The standard daily dose is 1000-2000 IU daily, preferably with a high-fat meal. Athletes and deficient people can safely take 5000 IU daily.


Zinc is a key mineral for general health, and in particular, can affect mood.
It does not in itself have an anti-depressant effect, but can be useful in two directions. First, zinc reinforces the effect of antidepressant therapies, and secondly, it improves the mood in people who do not suffer from clinical depression.

We recommend zinc as a basic additive because of the fact that zinc deficiency is common and its use as a dietary supplement is recommended.

How do I take zinc?

The use of zinc is strictly individual. Persons who do not sweat, do not exercise and consume enough meat, may not take zinc or take a daily dose of 10-20 mg.
Otherwise, we recommend a daily dose of 30-50 mg.
Zinc should be taken with a diet that is rich in protein.

Recommended dietary supplements

Adaptogens are a class of herbs that directly reduce the mental and physical impact of stress, fatigue, mood swings and irritability.
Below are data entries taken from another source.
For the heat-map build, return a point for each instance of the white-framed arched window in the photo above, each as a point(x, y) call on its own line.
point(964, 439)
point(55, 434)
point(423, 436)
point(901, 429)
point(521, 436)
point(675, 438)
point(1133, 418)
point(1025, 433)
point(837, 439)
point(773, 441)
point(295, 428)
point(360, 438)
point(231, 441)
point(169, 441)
Clinically, adaptogens can only affect certain states of depression, in this case, caused by anxiety and severe stress, whether psychological or physical.
Adaptogens encompass a number of herbs, but we strongly recommend two of them - Rosario Rose and Ashwagandha.

How do I take the adaptogens?
Take the rhodium between 200 and 500 mg once a day, preferably with food.
Take Asvaganda 300-600 mg a day with breakfast.

Fish oil / EPA

Omega-3 fatty acid EPA is concentrated in large quantities in the brain. Not one study associates low levels of EPA in the brain with depression.
Preliminary research suggests that EPA can be used in mood and depression therapies. Fatty acid also has a strong effect on children by suppressing depression while DHA regulates hyperactivity.
It is extremely beneficial for EPA to work in a state of acute depression but as an accompanying part of the main drug therapy. Any use in such cases should be consulted by a doctor.

How to take EPA?

The daily recommended dose is 500 mg. One dragee (1000 mg) of fish oil contains standard 180 mg of EPA. The concentrated formulations contain up to 400-600 mg of EPA per 1000 mg of fish oil.

St. John's Wort

St John's wort, Hypericum perforatum, is one of the most well-researched herbal antidepressants. Its strong effect can even be compared to some drugs.

St. John's wort is recommended in depressive conditions as an alternative to medicines, but not as an adjunct. The herb may not have the effect of severe clinical depression or when it is intended to improve the mood without symptoms of depression.
St. John's wort interacts with many medicines and should, therefore, be used with caution. If you are taking medicines, consult a doctor.

How to take St. John's Wort?

Start taking 300 mg daily and gradually increase to 900 mg. The daily maintenance dose is 600 mg.